Patients will be randomized 1:1 to either oral torsemide OR oral furosemide (dosing at discretion of local provider with dose equivalency guidance provided). This study will include stable subjects seen at the outpatient setting. The initial and follow-up dosing of torsemide and furosemide will be at healthcare provider discretion, with the following conversion provided as a guide: 1 mg torsemide to 2-4 mg oral furosemide. For instance, a patient would receive torsemide 20mg or furosemide 40-80 mg.

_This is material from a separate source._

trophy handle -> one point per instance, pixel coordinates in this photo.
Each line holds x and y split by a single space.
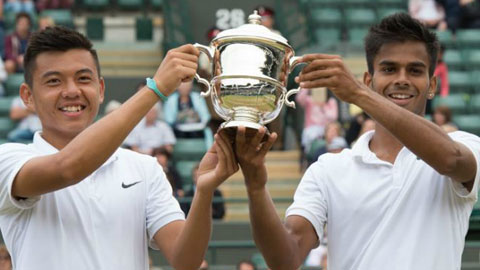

Providers will be asked to document their planned initial dose and dosing frequency of torsemide and furosemide Randomization will occur within thirty days after the consent process and at the discretion of the healthcare provider and research team. Following randomization, the study medication is expected to constitute the oral diuretic therapy for one year. Patients will be prescribed the randomized study medication on the day of randomization.

Dose adjustments will be at the discretion of the treating healthcare provider(s) with strategies in place to maintain prescription of and adherence to the randomized medication. All patients will have 30-day, and 12-month post-randomization phone contacts for assessment of vital status, interval hospitalizations, concomitant HF medications, adherence, and weight.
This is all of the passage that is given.